Lesson Three: Sell it to the banks
Some 50 private banks operate in Luxembourg today. Historically, many of their clients have wished to engage in active philanthropy by setting up their own foundations but lacked information on how to go about it. Meanwhile, their financial advisers were not actively promoting philanthropy, due to a lack of expertise. The Fondation de Luxembourg was designed to simplify the process of creating and operating a private foundation. This framework also gave bankers the opportunity to strengthen and deepen their client relationships without having to invest heavily in new competencies.
From the very start, it was clear that success depended on close collaboration between the Fondation and the private banks, which were in direct contact with the potential donors. The Fondation launched an educational road-show program for private bankers, hosted regular philanthropy seminars, and created a dedicated training program designed to teach private bankers the basics of philanthropy and encourage them to discuss philanthropy options with their clients.
Many private bankers were initially hesitant because they thought philanthropy meant assets leaving the bank. Over time, client-relationship managers started to realize that discussing philanthropy brought them closer to their clients. After all, philanthropy relates to issues and causes that are close to clients’ hearts. It is also a very private matter that speaks to the client’s family history, personal values, and life story. Far from threatening their core business, many private bankers in Luxembourg have found that helping clients pursue philanthropic goals actually winds up strengthening client relationships.
By sponsoring the Fondation de Luxembourg, the government acknowledged the importance of private philanthropy in achieving important social goals.
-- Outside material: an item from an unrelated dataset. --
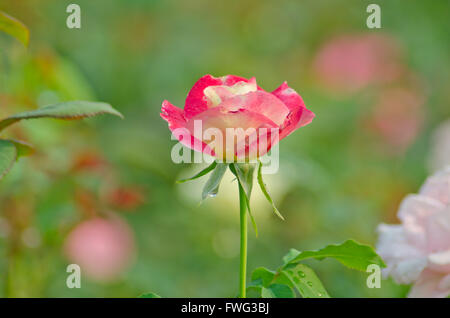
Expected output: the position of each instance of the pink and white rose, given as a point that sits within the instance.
(418, 250)
(233, 102)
The initiative identified private philanthropy as a vital complement to the Luxembourg international-aid budget, one of the Organisation for Economic Co-operation and Development’s largest, at 1 percent of GDP.
Could the Luxembourg model of philanthropy work in other countries? The answer is yes, certainly. It should be especially interesting to international financial centers where there is an opportunity to leverage a wealthy private-banking clientele. International banking centers typically offer significant expertise in cross-border legal, financial, and tax issues. They are therefore attractive to international philanthropists seeking to establish their foundations in jurisdictions where they feel secure.
We have already held discussions with both the City of London and Lichtenstein, where the Fondation de Luxembourg model is seen as a competitive differentiator. In the future, we hope to see similar public-private initiatives in countries around the world.